As I read and reread Wright’s chilling representation of Bigger’s fictional law-and-order lynching, I cannot help but hear the novel’s farreaching resonance in our contemporary moment, echoing in the last words of the unarmed black men and women killed by American police over the seventy-five years since Native Son ’s publication. “I can’t breathe!” sputtered Eric Garner (September 15, 1970–July 17, 2014) as NYPD officer Daniel Pantaleo held him in an illegal chokehold restraint. The screams and cries of Freddie Gray (August 16, 1989–April 19, 2015) echoed off the brick buildings of Baltimore’s Gilmor Homes as officers dragged his slackened body over to the police van where Officer Cesar Goodson would deliver the “rough ride” that severed Freddie’s spine. “All of this for a traffic ticket,” Sandra Bland (February 7, 1987– July 13, 2015) repeated, with rising intensity, as Texas Trooper Brian T. Encinia yanked her from her car and threw her to the ground. With hands up, Michael Brown (May 20, 1996–August 9, 2014) said “OK, OK, OK, OK” as Ferguson, Missouri officer Darren Wilson shot him six times. “Call the ambulance,” Shantel Davis (May 26, 1989–June 14, 2012) cried out to bystanders after Brooklyn Detective Phil Atkins shot her through the chest: “Please don’t let me die.” And the voices of these men and women—these last sonic acts of agency—keep shouting in the silence their living voices should have filled. (225-26)

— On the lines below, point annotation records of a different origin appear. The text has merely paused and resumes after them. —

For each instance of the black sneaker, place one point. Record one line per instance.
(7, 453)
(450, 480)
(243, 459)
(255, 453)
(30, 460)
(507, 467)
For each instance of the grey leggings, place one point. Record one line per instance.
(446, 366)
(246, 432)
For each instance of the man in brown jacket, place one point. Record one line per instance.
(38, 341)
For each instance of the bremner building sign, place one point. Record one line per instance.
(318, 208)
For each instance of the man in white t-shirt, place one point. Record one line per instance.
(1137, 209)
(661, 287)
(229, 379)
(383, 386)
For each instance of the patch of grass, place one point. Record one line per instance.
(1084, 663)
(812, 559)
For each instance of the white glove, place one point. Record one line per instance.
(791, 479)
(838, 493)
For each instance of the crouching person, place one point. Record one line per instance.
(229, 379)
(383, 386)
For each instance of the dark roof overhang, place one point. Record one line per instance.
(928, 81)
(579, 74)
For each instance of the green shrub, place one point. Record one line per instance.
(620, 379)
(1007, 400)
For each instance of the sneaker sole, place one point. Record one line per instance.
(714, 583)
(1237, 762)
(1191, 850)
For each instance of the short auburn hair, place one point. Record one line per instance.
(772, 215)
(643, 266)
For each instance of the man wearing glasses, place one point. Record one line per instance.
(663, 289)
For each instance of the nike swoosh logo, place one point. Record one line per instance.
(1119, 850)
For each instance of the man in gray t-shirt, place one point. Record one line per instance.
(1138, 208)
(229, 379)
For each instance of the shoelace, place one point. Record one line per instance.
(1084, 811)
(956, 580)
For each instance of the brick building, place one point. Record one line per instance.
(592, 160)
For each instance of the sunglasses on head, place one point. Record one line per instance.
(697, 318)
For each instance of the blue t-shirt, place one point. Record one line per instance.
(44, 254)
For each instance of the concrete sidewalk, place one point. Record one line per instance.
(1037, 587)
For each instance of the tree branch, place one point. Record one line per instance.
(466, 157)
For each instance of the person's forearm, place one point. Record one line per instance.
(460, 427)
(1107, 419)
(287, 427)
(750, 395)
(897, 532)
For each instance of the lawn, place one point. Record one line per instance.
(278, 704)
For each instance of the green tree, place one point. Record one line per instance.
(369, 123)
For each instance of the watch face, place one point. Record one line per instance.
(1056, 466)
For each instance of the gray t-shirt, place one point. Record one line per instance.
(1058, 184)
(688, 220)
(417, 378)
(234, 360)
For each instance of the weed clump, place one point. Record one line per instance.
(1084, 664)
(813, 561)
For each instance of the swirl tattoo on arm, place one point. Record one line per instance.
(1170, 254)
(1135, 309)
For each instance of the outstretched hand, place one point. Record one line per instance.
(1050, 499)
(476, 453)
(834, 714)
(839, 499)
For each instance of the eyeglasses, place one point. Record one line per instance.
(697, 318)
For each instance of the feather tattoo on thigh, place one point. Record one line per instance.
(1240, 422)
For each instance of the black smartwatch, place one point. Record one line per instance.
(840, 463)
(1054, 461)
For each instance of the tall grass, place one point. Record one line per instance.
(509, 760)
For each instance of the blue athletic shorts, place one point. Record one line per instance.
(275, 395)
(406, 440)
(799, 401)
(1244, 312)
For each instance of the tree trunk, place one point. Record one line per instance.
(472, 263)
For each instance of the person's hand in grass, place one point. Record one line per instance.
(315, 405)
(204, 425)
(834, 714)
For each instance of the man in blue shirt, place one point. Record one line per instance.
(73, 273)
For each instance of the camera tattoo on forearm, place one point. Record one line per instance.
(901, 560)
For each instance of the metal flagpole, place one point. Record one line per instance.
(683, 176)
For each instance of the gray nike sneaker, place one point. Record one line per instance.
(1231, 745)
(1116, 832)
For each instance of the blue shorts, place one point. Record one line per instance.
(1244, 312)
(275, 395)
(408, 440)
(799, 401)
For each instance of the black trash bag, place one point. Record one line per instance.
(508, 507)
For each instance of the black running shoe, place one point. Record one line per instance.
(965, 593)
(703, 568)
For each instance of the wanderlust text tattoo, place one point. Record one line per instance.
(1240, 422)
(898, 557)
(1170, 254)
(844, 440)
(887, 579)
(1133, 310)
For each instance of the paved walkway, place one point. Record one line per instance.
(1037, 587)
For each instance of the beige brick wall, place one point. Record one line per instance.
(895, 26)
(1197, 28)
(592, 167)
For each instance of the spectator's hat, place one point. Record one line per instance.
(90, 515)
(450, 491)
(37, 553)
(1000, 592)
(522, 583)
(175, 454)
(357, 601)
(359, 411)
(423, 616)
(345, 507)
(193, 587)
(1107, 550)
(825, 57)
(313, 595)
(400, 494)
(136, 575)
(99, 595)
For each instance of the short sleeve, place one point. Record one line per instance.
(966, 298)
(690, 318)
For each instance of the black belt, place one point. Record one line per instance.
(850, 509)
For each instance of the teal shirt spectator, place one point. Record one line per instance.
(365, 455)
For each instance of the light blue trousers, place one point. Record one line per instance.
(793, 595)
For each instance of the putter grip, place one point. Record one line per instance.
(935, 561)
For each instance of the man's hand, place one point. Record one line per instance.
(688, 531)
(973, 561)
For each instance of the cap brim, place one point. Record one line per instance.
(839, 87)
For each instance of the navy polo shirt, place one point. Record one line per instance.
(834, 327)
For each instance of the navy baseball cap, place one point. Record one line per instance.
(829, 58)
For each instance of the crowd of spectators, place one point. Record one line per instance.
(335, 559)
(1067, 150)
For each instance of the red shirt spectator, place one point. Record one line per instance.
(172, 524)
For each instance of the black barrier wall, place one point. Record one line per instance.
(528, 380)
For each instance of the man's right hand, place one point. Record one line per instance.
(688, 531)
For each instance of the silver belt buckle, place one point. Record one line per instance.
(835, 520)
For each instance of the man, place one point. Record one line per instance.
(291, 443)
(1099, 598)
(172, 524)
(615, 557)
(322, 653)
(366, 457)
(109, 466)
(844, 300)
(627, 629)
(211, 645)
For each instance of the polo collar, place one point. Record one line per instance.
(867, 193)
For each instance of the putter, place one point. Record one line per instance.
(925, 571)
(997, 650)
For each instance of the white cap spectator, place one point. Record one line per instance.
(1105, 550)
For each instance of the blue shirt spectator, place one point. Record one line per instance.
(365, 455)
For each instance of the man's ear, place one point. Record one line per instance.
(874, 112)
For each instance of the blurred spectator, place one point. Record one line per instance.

What are the sounds of the sonic color line in our present moment? How do we combat modern racist tropes that come in sonic format? The second question may be much harder to answer than the first for many of us, but both of the questions, whether answered on this thread or privately, should be answered.

Discussion Question for the week of Mar 17 – Mar 23
More often than not, we tend to think of race as delineated by skin color, but Stoever calls attention to the fact that we also base our ideas of race on how people sound. She states, “The notion that race can be overlooked equated racism almost solely with visible skin color, a limitation that simply intensified the use of sonic cues to stereotype, exclude, segregate, discriminate against, and justify violence against people of color—all while declaring race invisible and racism eradicated” (231). This week, call your attention to what you have been taught sounds “black” or “white.” What are those markers? How can we work to eradicate the influence of sounded racial stereotypes in our own soundscape?

Discussion Question for the week of Mar 24 – Mar 30
As the last question for our reading for this quarter, think personal. Stoever states, “I wanted to provide a thorough historical context and genealogy for the sonic color line’s stereotypes—the ‘deep’ black voice, the ‘noisy’ neighborhood, the ‘loud’ music—to show that incidents of racist listening cannot be dismissed, laughed off, or chalked up to white ignorance and/or innocence” (277). Now that you’ve been informed, what will you work to change in your own life to be more actively aware of the sonic color line and to eradicate it from your listening practices?